Before any sculpting was started, I got some reference so that I could get a good idea of the proportions for the armature. I also finalise the posture at this stage and make sure I know all the relevant sizes for things the figure may hold or sit on...

The Worm




The bulk of Jim was sculpted from super sculpey.

For some reason, I end up sculpting hands separately. For no reason what so ever.

The Jet




 For Jim's jet engine I gathered a few parts to form the interior of the jet engine. Shown here is some guttering, a sauce pan lid (left over from the build of my Greeter from Oddworld) and a bit of a Pot Noodle container. (I needed a cylinder which tapered and the container was the perfect size)



For the outer shell of the jet engine I cut up an old measuring jug of mine and sanded off the numbers to make it smooth. The parts where then painted and glossed.

For the turbine inside the engine an old 80mm PC cooling fan was used and sprayed yellow.

The detail




Earthworm Jim was painted with Vallejo Air acrylic. It took a lot... A LOT to get a consistent white finish. Accents were airbrushed with a faint light blue.

Some thin blue ribbon was then added for the detailed area.


The attitude

(I know, right?...)






HASHTAG HOLLA AT MY LED STRIP LIGHTS





Thanks for looking/reading

ADVANCE WARS TANK (+SPECIAL GUEST)

This one is was a really quick build - and so the write up is brief... I based the overall design on the tank shown here, but I added some stuff...
















Some plans were drawn, which were mainly for scale - as for speed and time I changed some minor details depending on what materials I had to hand and what looked better in the moment.

  

The entire tank is built from scratch out of styrene.
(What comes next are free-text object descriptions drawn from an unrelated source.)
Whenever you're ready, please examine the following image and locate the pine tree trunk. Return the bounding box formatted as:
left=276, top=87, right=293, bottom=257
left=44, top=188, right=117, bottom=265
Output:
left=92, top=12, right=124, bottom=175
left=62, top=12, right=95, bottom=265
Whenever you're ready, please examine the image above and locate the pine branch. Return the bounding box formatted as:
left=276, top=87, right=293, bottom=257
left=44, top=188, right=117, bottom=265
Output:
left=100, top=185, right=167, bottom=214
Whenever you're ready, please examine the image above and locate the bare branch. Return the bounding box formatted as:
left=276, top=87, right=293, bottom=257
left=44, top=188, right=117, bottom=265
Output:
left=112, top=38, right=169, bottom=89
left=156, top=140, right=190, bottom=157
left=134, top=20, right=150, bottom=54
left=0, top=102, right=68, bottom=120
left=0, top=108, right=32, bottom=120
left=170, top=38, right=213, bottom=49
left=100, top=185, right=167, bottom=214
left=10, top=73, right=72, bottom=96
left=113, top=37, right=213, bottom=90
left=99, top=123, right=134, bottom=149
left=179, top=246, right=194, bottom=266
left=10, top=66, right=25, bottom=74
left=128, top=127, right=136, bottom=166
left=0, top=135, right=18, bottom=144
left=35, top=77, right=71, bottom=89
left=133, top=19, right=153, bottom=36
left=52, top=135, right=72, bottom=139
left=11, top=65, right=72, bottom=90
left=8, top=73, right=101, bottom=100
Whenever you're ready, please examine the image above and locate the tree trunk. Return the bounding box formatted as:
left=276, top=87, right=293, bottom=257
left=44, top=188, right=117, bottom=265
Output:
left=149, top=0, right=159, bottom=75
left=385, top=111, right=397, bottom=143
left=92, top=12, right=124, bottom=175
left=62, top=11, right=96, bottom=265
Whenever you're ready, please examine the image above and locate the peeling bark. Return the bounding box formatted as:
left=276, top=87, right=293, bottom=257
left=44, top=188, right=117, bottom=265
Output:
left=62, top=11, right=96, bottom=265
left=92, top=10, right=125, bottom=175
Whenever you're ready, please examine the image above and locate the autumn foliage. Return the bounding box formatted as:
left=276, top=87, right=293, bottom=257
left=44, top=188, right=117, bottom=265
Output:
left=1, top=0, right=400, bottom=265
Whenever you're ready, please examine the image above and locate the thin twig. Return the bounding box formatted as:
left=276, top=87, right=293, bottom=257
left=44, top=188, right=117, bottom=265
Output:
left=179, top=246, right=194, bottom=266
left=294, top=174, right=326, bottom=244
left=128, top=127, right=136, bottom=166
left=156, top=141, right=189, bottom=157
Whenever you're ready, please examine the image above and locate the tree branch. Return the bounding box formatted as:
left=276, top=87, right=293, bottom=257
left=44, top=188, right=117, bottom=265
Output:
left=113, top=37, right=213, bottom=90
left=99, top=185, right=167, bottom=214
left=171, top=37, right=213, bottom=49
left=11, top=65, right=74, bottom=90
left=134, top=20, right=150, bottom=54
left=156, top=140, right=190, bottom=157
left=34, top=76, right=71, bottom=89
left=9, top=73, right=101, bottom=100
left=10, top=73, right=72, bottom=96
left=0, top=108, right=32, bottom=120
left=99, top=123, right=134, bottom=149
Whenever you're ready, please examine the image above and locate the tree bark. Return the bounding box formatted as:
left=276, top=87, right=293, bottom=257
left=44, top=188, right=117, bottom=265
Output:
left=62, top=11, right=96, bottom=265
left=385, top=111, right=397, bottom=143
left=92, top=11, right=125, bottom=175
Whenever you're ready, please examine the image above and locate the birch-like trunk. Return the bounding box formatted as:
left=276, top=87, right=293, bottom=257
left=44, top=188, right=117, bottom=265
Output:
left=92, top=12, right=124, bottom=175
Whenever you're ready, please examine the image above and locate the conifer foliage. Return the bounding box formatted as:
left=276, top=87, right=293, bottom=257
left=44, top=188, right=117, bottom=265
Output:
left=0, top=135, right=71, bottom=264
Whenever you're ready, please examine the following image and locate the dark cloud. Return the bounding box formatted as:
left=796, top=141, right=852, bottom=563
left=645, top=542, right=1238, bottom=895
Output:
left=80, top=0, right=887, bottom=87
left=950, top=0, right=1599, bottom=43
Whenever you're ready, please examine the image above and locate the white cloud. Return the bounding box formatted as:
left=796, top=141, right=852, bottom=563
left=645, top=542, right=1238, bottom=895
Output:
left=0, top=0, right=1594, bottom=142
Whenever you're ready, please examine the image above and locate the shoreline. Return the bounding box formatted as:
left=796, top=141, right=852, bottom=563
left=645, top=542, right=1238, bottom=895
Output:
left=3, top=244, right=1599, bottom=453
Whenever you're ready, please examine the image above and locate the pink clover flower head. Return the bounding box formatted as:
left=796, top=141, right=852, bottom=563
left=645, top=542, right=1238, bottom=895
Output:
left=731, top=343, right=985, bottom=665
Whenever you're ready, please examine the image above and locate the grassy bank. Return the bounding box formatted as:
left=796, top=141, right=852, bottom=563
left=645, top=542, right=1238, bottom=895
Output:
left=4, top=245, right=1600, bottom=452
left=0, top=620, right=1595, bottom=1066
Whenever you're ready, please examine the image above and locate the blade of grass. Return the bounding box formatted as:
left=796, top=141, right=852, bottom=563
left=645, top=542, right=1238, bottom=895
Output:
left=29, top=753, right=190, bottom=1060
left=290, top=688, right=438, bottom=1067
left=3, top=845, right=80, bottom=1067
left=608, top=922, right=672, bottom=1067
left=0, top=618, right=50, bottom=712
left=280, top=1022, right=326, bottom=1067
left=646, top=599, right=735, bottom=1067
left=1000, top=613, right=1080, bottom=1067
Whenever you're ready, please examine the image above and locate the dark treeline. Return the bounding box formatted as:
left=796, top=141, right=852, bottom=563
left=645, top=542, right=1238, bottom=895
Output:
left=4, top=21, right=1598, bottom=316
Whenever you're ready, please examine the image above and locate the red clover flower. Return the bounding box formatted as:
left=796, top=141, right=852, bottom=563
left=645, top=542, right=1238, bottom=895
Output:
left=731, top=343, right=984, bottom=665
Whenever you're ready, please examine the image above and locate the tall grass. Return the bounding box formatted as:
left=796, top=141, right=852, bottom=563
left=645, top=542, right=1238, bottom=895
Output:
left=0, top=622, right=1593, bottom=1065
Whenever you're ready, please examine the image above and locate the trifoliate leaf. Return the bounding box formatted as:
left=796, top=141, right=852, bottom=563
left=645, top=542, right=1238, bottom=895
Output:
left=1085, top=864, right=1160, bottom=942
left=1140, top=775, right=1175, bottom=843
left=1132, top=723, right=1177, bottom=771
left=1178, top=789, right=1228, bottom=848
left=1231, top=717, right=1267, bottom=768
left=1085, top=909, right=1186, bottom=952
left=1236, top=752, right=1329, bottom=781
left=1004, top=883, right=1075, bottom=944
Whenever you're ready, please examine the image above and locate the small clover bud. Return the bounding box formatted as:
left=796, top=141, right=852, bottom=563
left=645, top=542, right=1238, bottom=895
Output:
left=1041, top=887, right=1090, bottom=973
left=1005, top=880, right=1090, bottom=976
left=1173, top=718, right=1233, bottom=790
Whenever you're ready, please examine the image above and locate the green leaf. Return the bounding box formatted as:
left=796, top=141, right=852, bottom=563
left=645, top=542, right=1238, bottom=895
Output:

I had a hard time working out how to do tracks thought... Then I got lucky and found some Lego caterpillar tracks which weirdly fit perfectly - Honestly so perfectly, like, to the millimeter.

Some other pieces were taken from my box of not-want (recycled plastic). I kind of kit-bashed myself. Pieces include knees from my Slig, fuel rods from the Hunter and old favourites - ping pong balls and bits of pen.

It needed a gruff bloke sticking out of the top of it though... So who better than the solider from Team Fortress 2.